In the nearly year and a half since Colin Kaepernick first took a knee, we’ve learned a lot about the NFL and, by extension, the nation.
For one, we’ve learned that for all our lofty talk about respecting our differences, it is only rhetoric. As a nation, we seem ill-equipped to handle much above the tastes great, less filling debate.
We learned over the weekend that no less a national treasure than retired Dodger announcer Vin Scully has succumbed to the tired trope that kneeling during the national anthem is an insult to the military.
Scully, who used to announce NFL games on television, told a Southern California audience he won’t watch another game because of the protests.
To be clear, Kaepernick and other players have repeatedly said, apparently to no avail, that the kneeling has nothing to do with the military or the flag, but instead to bring awareness to police brutality and inequality.

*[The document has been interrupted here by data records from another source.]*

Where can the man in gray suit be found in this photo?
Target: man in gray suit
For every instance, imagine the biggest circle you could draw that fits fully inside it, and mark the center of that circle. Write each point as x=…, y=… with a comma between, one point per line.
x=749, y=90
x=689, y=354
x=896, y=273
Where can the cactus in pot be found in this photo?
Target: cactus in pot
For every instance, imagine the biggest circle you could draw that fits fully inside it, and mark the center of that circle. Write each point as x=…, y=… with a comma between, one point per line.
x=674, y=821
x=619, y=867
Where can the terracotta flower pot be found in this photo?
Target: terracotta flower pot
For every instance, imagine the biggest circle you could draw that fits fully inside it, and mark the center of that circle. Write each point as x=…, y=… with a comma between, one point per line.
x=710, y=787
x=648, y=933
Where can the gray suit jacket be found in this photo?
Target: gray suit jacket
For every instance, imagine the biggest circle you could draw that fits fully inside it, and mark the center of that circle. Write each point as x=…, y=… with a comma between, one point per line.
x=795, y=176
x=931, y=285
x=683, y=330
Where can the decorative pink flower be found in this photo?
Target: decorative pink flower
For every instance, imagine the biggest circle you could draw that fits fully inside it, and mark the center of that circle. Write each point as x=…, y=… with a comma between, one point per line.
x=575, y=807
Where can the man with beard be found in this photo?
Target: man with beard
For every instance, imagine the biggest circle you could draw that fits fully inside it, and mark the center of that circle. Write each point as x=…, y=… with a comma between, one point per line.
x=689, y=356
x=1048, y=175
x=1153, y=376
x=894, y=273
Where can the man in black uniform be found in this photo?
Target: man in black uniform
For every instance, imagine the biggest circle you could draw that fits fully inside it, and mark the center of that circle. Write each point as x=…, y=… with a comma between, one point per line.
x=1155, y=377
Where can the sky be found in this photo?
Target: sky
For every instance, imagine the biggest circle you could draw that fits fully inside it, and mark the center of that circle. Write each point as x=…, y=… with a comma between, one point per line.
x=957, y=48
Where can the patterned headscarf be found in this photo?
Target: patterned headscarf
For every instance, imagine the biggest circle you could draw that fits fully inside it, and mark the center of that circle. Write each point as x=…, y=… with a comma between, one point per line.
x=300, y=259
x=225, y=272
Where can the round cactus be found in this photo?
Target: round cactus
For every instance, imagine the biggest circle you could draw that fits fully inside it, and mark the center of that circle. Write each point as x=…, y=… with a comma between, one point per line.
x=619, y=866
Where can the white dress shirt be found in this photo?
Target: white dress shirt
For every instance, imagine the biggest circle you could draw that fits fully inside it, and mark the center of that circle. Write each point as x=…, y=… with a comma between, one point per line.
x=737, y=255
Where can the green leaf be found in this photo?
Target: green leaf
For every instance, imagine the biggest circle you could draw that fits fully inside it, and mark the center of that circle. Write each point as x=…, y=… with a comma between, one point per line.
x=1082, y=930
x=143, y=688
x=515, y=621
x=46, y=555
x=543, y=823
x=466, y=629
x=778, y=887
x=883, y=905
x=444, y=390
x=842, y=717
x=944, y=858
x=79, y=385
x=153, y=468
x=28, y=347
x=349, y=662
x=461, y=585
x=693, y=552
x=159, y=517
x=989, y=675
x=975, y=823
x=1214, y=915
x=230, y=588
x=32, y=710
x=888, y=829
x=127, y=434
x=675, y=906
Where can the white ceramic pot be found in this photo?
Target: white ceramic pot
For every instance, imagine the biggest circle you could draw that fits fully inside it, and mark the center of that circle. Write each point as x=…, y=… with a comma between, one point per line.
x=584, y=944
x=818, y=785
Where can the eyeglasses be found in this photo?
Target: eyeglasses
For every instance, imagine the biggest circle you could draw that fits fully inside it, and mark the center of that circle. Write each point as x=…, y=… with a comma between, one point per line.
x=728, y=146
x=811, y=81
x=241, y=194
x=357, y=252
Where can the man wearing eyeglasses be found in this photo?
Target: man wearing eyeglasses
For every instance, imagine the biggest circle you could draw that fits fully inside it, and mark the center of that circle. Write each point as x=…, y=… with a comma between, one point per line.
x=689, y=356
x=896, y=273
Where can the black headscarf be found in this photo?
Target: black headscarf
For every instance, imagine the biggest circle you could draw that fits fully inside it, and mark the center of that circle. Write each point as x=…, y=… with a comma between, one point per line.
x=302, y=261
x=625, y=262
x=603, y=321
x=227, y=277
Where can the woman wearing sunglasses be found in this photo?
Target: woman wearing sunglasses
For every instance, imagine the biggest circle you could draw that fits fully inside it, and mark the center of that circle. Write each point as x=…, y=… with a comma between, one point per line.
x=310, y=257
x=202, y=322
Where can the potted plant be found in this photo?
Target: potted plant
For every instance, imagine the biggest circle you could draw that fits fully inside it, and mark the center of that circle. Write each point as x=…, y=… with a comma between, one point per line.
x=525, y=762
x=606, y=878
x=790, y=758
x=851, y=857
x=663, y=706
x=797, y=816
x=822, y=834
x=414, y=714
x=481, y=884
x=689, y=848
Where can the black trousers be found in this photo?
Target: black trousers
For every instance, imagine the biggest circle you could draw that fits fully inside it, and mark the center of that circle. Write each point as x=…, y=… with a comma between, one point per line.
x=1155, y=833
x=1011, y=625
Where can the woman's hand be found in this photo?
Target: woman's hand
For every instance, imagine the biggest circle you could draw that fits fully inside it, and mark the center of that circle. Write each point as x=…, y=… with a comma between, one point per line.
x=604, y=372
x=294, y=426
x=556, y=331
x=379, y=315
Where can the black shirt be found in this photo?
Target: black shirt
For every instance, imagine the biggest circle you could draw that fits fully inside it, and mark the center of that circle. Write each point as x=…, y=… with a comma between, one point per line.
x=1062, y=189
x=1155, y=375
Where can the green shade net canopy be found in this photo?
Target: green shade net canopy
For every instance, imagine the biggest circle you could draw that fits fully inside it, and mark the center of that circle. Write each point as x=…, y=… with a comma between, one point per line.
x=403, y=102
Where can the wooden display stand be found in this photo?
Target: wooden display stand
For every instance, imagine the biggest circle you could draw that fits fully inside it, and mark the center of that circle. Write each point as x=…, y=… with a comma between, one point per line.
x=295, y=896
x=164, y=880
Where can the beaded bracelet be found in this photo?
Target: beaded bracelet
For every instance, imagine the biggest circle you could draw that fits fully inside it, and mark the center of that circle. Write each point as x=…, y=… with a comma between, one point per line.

Indeed, if anyone believed that professional football, the great national obsession, was somehow the vehicle to handle reasoned discourse on what dissent and patriotism mean in 2017, well, the league’s gutless reaction to Donald Trump’s bullying put that notion to rest.
And now, we may find out just how gutless Commissioner Smiling Roger Goodell and the 32 NFL owners are and have been over this issue.
Kaepernick and the NFL Players Association have filed a grievance with an arbitrator alleging that his failure to land a job in the league stems from collusion between the league’s owners.
To prove his case, Kaepernick and the union’s attorneys are seeking to depose Goodell and members of his staff, as well as team officials.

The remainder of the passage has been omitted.